10. The system of claim 9, further comprising generating the prompt keywords to cause the media generation diffusion model to generate the preliminary coloring page by replicating visual characteristics from the reference image utilizing the continuous outlines to separate the fillable regions and portray the one or more elements based on a style of the reference image.

11. The system of claim 9, further comprising:

generating the continuous outlines based on dark regions of the preliminary coloring page; and

generating the fillable regions based on light regions of the preliminary coloring page.

12. The system of claim 11, further comprising determining the continuous outlines and the fillable regions of the preliminary coloring page based on a luma threshold.

13. The system of claim 9, further comprising removing the portions of the continuous outlines within the two-tone image by discarding pixels in regions that do not satisfy a median color for a threshold width.
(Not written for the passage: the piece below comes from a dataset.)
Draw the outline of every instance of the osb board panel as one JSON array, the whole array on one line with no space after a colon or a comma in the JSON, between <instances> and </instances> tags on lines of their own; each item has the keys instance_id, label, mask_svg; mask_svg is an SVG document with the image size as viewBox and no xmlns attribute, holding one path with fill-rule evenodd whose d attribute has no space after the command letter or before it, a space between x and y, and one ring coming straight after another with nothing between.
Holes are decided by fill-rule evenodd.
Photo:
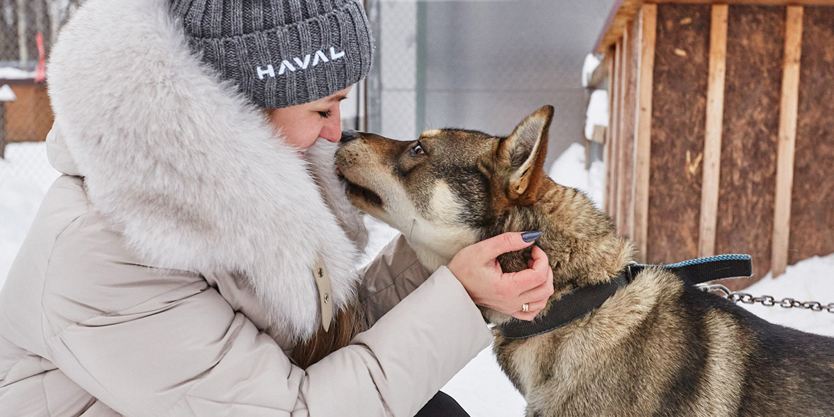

14. The system of claim 9, further comprising:

selecting a color palette for a preview image by extracting a subset of colors from the preliminary coloring page,

generating, utilizing a coloring page preview model, a preview image by filling the fillable regions of the coloring page with colors selected from the color palette; and

providing, for display by the user device, the coloring page and the preview image.

15. A non-transitory computer-readable medium storing instructions thereon that, when executed by at least one processor, cause the at least one processor to perform operations comprising:

receiving, via an interaction with a user device, a text prompt to generate a coloring page portraying one or more elements;

generating an image generation prompt from the text prompt;

generating, utilizing a media generation diffusion model, from the image generation prompt, a preliminary coloring page depicting the one or more elements; and

refining the preliminary coloring page to generate the coloring page.

16. The non-transitory computer-readable medium of claim 15, wherein the operations further comprise:

generating the image generation prompt by combining the text prompt, a reference image, and prompt keywords; and

generating, utilizing the media generation diffusion model, from the image generation prompt, the preliminary coloring page by replicating visual characteristics from the reference image utilizing continuous outlines which separate fillable regions to portray the one or more elements.

17. The non-transitory computer-readable medium of claim 15, wherein the operations further comprise refining the preliminary coloring page by converting the preliminary coloring page to a two-tone image comprising continuous outlines and fillable regions.

18. The non-transitory computer-readable medium of claim 15, wherein the operations further comprise removing portions of continuous outlines within the preliminary coloring page by discarding pixels in regions that do not satisfy a median color for a threshold width.

19. The non-transitory computer-readable medium of claim 15, wherein the operations further comprise applying anti-aliasing to pixels of continuous outlines within the preliminary coloring page to smooth the continuous outlines.

20. The non-transitory computer-readable medium of claim 15, wherein the operations further comprise:

generating, utilizing a coloring page preview model, a preview image by filling fillable regions of the coloring page with colors; and

providing, for display by the user device, the coloring page and the preview image.